Rob Atkin wrote:
So all the buyer has to do is buy a longer post and oil/grease it at proper intervals (like any bike)?
You could fairly accurately equate this bike mechanically and structurally with a 1980's Dawes Galaxy tourer but with 2" wide tyres.
I know RoughStuff Fellowship riders that will off-road there old Dawes Galaxies through appallingly muddy and wet conditions. But after such a ride they will carefully listen to all the bearings knowing full well that they may need so strip them down, clean out and re-grease them. As not to do so would eventually lead to irreversible damage being done.
The biggest maintenance issue with an old Cleland are the bottom bracket bearings. In order to have a short wheelbase and good clearance 90mm wide bottom bracket shells were used. The only axles and bearings long enough were Bullseye 140mm long units originally intended for BMX use. Their axles runs on fine needle bearings that run directly onto the plain gauge axle only 2mm away from the exposed sections of axle. So grit can all too easily get into the bearings where it will start to grind away the axle surface. The old solution which was fairly effective was to make some improvised bearing shields using modified 35mm film containers and lids.
The thing to understand here is that the maintenance of later Clelands and Highpaths is not like "any other bike" As in response to early mechanical failures he mud defences evolved quickly:
*externally sealed bottom bracket bearings fitted with grease nipples
*sealed bearings buried deep within the hub brakes so that the dirt can't even get near to them
*improved chain and freewheel guards
The Clelands and Highpaths eventually became the all weather all year low maintenance machines that Geoff Apps always intended. Even if you ride one through deep mud every day the only maintenance needed will be to clean and oil the drivechain. Despite 24 years of being heavily abused, my 1988 Highpath still has nearly all of its original components and bearings. The exceptions being one set of worn out front brake shoes gears, many chains and bottom bracket axle that snapped.

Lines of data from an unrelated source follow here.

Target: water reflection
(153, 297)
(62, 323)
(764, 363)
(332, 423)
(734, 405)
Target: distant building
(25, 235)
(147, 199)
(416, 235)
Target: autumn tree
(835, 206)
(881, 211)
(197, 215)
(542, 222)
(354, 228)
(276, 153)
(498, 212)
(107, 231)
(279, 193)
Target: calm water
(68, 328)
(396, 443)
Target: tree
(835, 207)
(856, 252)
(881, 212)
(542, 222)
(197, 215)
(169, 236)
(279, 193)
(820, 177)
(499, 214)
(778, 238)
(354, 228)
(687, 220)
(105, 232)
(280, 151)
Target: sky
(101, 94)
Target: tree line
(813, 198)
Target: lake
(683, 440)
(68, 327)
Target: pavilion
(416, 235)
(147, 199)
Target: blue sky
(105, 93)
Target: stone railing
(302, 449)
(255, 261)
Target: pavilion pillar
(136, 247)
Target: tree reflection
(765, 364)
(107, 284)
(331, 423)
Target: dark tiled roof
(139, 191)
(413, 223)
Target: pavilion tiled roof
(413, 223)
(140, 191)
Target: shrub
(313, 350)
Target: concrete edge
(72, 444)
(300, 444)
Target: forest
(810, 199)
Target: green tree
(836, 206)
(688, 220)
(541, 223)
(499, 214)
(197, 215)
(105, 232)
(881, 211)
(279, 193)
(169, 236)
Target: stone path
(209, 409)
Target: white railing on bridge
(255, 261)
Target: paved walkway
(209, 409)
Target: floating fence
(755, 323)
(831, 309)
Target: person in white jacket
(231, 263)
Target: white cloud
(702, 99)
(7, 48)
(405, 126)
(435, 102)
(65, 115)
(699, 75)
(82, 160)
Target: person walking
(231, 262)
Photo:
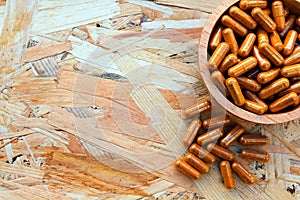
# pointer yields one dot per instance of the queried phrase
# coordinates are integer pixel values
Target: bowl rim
(216, 93)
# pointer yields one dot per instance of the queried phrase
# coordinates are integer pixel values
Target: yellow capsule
(290, 99)
(264, 20)
(247, 45)
(290, 71)
(216, 38)
(235, 91)
(232, 135)
(210, 136)
(242, 67)
(289, 43)
(274, 88)
(218, 56)
(265, 77)
(242, 17)
(234, 25)
(191, 132)
(272, 54)
(278, 15)
(276, 41)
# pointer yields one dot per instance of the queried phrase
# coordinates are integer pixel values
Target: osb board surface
(92, 105)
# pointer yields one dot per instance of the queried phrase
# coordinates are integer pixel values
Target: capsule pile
(255, 56)
(206, 147)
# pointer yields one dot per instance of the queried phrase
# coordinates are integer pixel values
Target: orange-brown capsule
(276, 41)
(254, 140)
(272, 54)
(290, 71)
(247, 45)
(242, 67)
(227, 174)
(258, 156)
(242, 17)
(216, 122)
(289, 43)
(191, 132)
(265, 77)
(210, 136)
(197, 108)
(278, 15)
(264, 20)
(235, 91)
(202, 153)
(216, 38)
(220, 151)
(234, 25)
(263, 63)
(249, 84)
(218, 56)
(228, 62)
(187, 169)
(243, 173)
(232, 135)
(274, 88)
(231, 40)
(290, 99)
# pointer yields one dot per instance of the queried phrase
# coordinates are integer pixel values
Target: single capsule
(266, 77)
(197, 163)
(248, 83)
(290, 99)
(258, 156)
(217, 122)
(278, 15)
(243, 173)
(218, 56)
(232, 136)
(264, 20)
(210, 136)
(263, 63)
(187, 169)
(220, 151)
(242, 17)
(276, 41)
(235, 91)
(254, 140)
(272, 54)
(216, 38)
(290, 71)
(289, 43)
(242, 67)
(234, 25)
(274, 88)
(191, 132)
(227, 175)
(202, 153)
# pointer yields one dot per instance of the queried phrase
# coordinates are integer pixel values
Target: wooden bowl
(214, 91)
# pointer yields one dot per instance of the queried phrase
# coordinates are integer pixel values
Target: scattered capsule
(290, 99)
(218, 55)
(274, 88)
(254, 140)
(210, 136)
(202, 153)
(232, 136)
(187, 169)
(191, 132)
(264, 20)
(227, 175)
(234, 25)
(258, 156)
(235, 91)
(220, 151)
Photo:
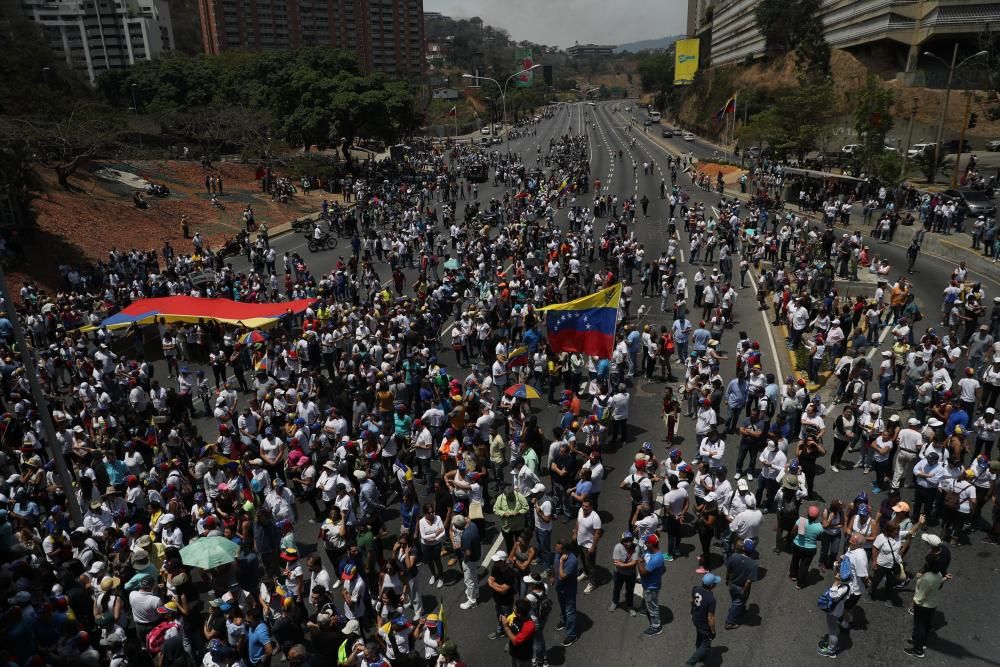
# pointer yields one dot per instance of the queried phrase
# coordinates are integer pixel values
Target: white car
(917, 150)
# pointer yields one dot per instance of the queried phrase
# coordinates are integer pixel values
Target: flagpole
(736, 99)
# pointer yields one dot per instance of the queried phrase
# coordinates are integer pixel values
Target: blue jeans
(738, 604)
(702, 645)
(544, 540)
(652, 598)
(567, 613)
(883, 386)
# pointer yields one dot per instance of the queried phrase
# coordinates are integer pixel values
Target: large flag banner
(685, 61)
(193, 309)
(522, 61)
(586, 324)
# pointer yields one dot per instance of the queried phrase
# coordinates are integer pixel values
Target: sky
(563, 22)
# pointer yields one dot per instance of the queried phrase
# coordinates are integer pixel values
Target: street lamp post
(952, 68)
(503, 94)
(135, 108)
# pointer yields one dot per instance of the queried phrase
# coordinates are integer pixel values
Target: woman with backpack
(832, 602)
(886, 563)
(833, 525)
(787, 504)
(808, 530)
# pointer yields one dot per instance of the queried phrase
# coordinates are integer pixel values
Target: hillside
(83, 225)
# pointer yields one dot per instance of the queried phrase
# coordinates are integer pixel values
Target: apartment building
(94, 36)
(386, 35)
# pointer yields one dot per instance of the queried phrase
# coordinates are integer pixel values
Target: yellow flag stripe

I think it is important to differentiate the all weather mud-plugging reputation of the later Clelands from the less capable and miraculously preserved Cleland No5.
It would be a shame if a new owner unwittingly trashed this bike in the mistaken belief that its as tough as later Clelands or other old mountain bikes.
This low maintenance obsession continues in Geoff's modern bikes with their hub gears, and stainless steel chain that runs through tubes etc. But it is not that surprising when you realise that he always keeps his bike either outdoors or ready to go, on the back of his car.